You couldn’t possibly pronounce them.’

‘It sounds like a cipher,’ suggested Antoine.

‘Yes, that’s: just what I thought. I did think it was terribly, funny.’

‘But surely,’ said Harriet, ‘an ordinary blackmailer wouldn’t write letters in cipher.’

‘Oh, but why shouldn’t they? I mean, they might have been a gang, you know, like in that story, The Trail of the Purple Python. Have you read it? The Purple Python was a Turkish millionaire, and he had a secret house full of steel-lined rooms and luxurious divans and obelisks-’

‘Obelisks?’

‘Well you know. Ladies who weren’t quite respectable.

And he had agents in every country in Europe, who bought up compromising letters and he wrote to his victims in cipher and signed his missives with a squiggle in purple ink. Only the English detective’s young lady found out his secret by disguising herself as an obelisk and the detective who was really Lord Humphrey Chillingfold arrived with the police just in time to rescue her from the loathsome

embrace of the Purple Python. It was a terribly exciting book. Paul read lots of books like that — I expect he was trying to pick up ideas for getting the better of the gang. He liked the talkies too. Of course, in those stories, the hero always comes out on top, only poor dear Paul wasn’t really a bit like a hero. I said to him: one day, “It’s all very well,’ I said, “but I can’t see you venturing into a Chinese opium den full of gangsters, with a pistol in your pocket, and being gassed and sandbagged and then throwing off your bonds and attacking the Underworld King with an electric lamp. You’d be afraid of getting hurt,” I said to him. And so he would.’

Mr da Soto snickered appreciatively.

‘You said a mouthful, honey. Poor Alexis was a friend of mine, but courage was just what he didn’t have. I told him, if he didn’t stand out of my way; and let little Leila pick her own sweetie, I would give him a sock on the jaw. I give you my word, he was scared stiff.’

‘So he was,’ said Leila. ‘Of course, a girl couldn’t feel any respect for a man that didn’t stand up for. himself.’

‘Remarkable!’ said Antoine. ‘And this young man, so timid, so complaisant, cuts his throat with a big, ugly gash because you turn him down. C’est inoui.’

‘I suppose you believe his Bolshie story,’ said Leila, offended.

‘I? I believe nothing. I am agnostic. But I say that your portrait of Alexis is not very logical.’

‘Antoine always talks about logic,’ said Leila, ‘but what I say is, people aren’t logical. Look at all the funny things they do. Especially men. I always think men are terribly inconsistent?

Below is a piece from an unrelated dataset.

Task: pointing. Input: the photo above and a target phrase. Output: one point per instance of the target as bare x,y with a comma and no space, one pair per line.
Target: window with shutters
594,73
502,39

‘You bet they are,’ said Mr da Soto. ‘You’re just dead right, sweetest. They have to be, or they wouldn’t be bothered with naughty little girlies like you.’

‘Yes, but the letters,’ said Harriet, sticking desperately to her point. ‘How often did they come?’

‘About once a week, sometimes oftener. He kept them locked up in a little box. He used to answer them, too.

Sometimes, when I went round to see him, he’d have his door locked, and old Ma Lefranc said he was writing letters and wasn’t to be disturbed. Naturally, a girl doesn’t like her gentleman friend to behave like that. I mean, you do expect him to pay a little attention to you and not shut himself up writing letters when you come to see him. I mean, it wasn’t the sort of thing you could expect a girl to put up with.’